Part 1: The Writer Questions
- What drives you to write?
Can't help myself, I'm afraid. If I don't put words on paper every day I feel weird.
- What genre(s) of Romance do your write, and why?
Everyone wants to love and be loved. I like my romance a little more textured, so I write stories about women with "romantic elements." That's what RWA calls women's fiction.
- What genre(s) of Romance do you read, and why?
I love contemporary and historical. The characters have to develop and change in relation to what's happening to them and to the world around them.
- What’s your writing schedule? Do you write every day?
I'm a morning person.

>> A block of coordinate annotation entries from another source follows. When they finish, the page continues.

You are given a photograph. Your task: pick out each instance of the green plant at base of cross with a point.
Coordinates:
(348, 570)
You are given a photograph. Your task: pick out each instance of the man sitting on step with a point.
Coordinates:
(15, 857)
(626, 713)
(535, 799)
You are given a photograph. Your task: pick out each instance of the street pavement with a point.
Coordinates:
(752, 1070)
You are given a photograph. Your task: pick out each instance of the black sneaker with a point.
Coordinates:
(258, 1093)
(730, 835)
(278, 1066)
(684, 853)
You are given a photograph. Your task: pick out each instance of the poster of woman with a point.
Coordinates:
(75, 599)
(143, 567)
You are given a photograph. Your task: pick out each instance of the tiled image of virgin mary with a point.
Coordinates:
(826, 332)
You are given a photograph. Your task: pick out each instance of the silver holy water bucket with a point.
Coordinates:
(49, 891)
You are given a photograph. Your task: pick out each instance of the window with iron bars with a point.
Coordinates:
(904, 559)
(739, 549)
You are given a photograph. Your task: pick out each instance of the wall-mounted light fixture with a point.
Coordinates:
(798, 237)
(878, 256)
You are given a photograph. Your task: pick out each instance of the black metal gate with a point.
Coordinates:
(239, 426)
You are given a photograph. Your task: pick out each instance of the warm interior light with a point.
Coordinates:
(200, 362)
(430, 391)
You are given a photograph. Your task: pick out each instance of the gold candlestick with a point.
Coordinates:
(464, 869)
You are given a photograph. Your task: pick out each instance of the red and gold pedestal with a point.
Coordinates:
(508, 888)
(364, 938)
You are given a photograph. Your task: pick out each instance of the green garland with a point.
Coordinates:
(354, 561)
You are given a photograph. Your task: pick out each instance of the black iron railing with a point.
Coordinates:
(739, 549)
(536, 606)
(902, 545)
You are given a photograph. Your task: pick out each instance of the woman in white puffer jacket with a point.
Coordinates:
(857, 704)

Caffeine is needed to jump-start the brain cells.
After I read Julia Cameron's book The Artist's Way, I realized "morning pages" do really work. That is, grab a cuppa and write longhand in an exercise book for half an hour. Seems to free up something.
- Give us a glimpse of the surroundings where you write. Separate room? In the kitchen? At the dining room table?
Well, given my response above, you may not be surprised to learn I am writing this on my laptop propped up on pillows in bed. You will not ever receive a photograph of this. However, later in the day, I will sit on the couch or a comfy armchair. With a laptop, you can write anywhere. I do make an exception to airplanes. Travel is so uncomfortable today I can't write on a plane. But the most productive authors do take advantage of that otherwise wasted time.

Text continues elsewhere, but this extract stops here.